Ce film m’a appris à donner de la valeur aux films anciens qui a priori ne présentent pas de valeur artistique, mais qui ont une grande valeur politique et historique. C’est aussi un rappel que le cinéma est temporel, un médium qui préserve le temps, et nous y fait penser. Un exemple frappant, c’est cette seconde dans le film où l’on voit une personne indigène qui regarde rapidement la caméra. Ce coup d’œil furtif traverse les siècles et nous parvient aujourd’hui avec la même acuité.

Dans son essai La Chambre claire, Roland Barthes parle de la lumière, de la technique photographique comme d’un moment de captation et de césure dans le temps.

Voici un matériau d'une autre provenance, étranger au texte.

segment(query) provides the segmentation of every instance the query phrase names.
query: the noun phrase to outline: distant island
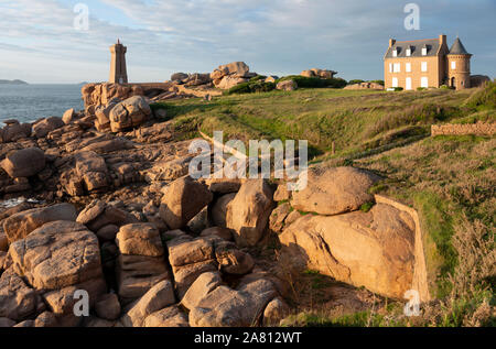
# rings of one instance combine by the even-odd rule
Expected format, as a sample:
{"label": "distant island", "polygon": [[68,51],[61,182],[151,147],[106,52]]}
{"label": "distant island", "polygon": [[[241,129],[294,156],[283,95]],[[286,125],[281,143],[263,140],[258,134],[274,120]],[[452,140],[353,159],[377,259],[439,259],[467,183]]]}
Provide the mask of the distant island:
{"label": "distant island", "polygon": [[23,80],[2,80],[0,79],[0,85],[29,85],[26,81]]}

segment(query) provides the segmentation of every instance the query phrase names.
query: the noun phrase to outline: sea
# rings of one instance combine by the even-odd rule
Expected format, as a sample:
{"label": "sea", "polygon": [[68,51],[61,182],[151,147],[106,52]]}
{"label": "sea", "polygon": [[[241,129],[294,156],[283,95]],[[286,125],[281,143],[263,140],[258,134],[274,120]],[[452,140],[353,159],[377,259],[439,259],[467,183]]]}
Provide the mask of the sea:
{"label": "sea", "polygon": [[0,122],[8,119],[32,122],[40,118],[62,117],[71,108],[83,110],[82,87],[80,84],[0,85]]}

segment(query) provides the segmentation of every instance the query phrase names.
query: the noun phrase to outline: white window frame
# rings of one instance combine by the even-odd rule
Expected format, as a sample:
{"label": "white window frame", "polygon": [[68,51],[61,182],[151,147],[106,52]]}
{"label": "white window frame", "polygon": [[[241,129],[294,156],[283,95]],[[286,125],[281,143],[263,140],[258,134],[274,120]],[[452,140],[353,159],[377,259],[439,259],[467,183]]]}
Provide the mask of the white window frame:
{"label": "white window frame", "polygon": [[395,63],[392,65],[392,73],[401,73],[401,63]]}

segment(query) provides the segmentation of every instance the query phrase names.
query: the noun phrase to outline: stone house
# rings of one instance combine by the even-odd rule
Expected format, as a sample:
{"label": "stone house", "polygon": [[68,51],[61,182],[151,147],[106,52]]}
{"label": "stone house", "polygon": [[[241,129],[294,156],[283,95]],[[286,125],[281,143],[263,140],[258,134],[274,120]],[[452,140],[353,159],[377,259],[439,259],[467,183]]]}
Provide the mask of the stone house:
{"label": "stone house", "polygon": [[442,85],[470,88],[471,57],[459,37],[451,48],[446,35],[442,34],[438,39],[414,41],[390,39],[384,56],[385,87],[405,90]]}

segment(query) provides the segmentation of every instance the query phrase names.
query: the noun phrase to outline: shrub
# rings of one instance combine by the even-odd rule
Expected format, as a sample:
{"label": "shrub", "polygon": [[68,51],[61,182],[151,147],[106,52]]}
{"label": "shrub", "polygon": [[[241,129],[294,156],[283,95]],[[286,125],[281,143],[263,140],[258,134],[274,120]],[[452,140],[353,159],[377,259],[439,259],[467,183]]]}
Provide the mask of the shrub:
{"label": "shrub", "polygon": [[496,81],[472,95],[465,105],[472,109],[496,109]]}
{"label": "shrub", "polygon": [[254,94],[254,92],[268,92],[276,88],[274,83],[263,83],[261,78],[250,80],[236,85],[228,90],[224,91],[224,95],[240,95],[240,94]]}
{"label": "shrub", "polygon": [[294,80],[298,84],[298,87],[301,88],[343,88],[346,86],[346,80],[342,78],[321,79],[319,77],[305,77],[301,75],[284,76],[276,80],[276,84],[285,80]]}
{"label": "shrub", "polygon": [[370,80],[369,83],[375,83],[384,86],[384,80]]}
{"label": "shrub", "polygon": [[354,80],[349,80],[348,85],[355,85],[355,84],[362,84],[362,83],[365,83],[365,80],[354,79]]}
{"label": "shrub", "polygon": [[254,76],[252,78],[250,78],[250,81],[265,80],[266,78],[267,78],[267,76],[265,76],[265,75],[257,75],[257,76]]}

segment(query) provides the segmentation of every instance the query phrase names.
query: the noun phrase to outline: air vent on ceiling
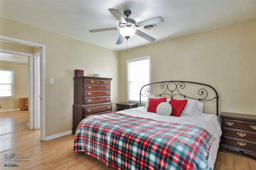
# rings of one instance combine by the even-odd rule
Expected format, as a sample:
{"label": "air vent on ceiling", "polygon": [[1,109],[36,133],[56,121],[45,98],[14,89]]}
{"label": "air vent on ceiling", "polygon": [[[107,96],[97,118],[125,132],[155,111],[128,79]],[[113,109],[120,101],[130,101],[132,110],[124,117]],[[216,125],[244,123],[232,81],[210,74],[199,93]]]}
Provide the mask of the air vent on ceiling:
{"label": "air vent on ceiling", "polygon": [[149,30],[150,29],[153,29],[156,27],[156,24],[152,24],[152,25],[146,25],[144,26],[143,28],[144,29],[146,29],[147,30]]}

Là, à l’inverse, le cinéma permet la persistance d’un moment, cette possibilité de déranger, de recomposer, d’altérer le temps. Enfin je citerais Nostalgia (1971) d’Hollis Frampton, un court d’avant-garde artistique qui a été un des films qui m’a permis de saisir la complexité du médium photographique, encore une fois dans sa relation avec le temps.

Trois films méconnus que vous aimeriez faire découvrir ?

The Arbor (2010) de Clio Barnard. Le film raconte une Angleterre post-Thatcher, on voit la destruction des espaces industrialisés, extrêmement impactés par les décisions politiques. C’est un film particulièrement amer, mais aussi très révélateur de cette dynamique entre les décisionnaires et la classe ouvrière. On est dans le registre de la dystopie : c’est la crise industrielle, économique, et la population paraît totalement désœuvrée, oubliée. On voit comment l’espoir porté par le socialisme et le syndicalisme se trouve détruit. Cela conduit à l’émergence d’une violence particulièrement masculine, de violences domestiques, de racisme, d’alcoolisme… On se rend compte grâce à ce film de l’impact qu’ont eu les politiques thatcheriennes.

Sinon, n’importe quel film de Max Ophüls ! Peut-être La Signora Di Tutti (1934), justement parce qu’il n’est pas très connu. Il l’a réalisé dans l’Italise fasciste, ce qui peut être un peu surprenant dans la mesure où il y travaillait tout en étant lui-même juif. C’est un film qui s’intéresse particulièrement à l’industrie du cinéma, à la marchandisation, l’exploitation des stars féminines. Il traite aussi de la modernité, des avancements technologiques autour du cinéma à l’époque.

Puis bien sûr Mirage de la vie (1959) de Douglas Sirk, que j’ai choisi pour la carte blanche que me donne le FIFIB.  C’est un des films qui reflète le mieux l’apartheid qui caractérise le système hollywoodien. Les performeurs afro-américains avaient alors des occasions extrêmement sporadiques d’apparaître à l’écran. Ce film est l’un des rares à représenter frontalement la nature profondément séparatiste de cette industrie. Récemment j’ai écrit un texte sur les quatre premiers plans du film qui passent très rapidement. En faisant pause dans l’image, on se rend compte qu’il y a énormément de figurants Afro-américains. Ces personnages ne sont pas nommés et surtout disparaissent lorsqu’on remet le film à sa vitesse originale de 24 images par seconde. Cette présence-absence, cette invisibilité, font vraiment écho pour moi à la question de la représentation de ces populations dans une Amérique extrêmement raciste.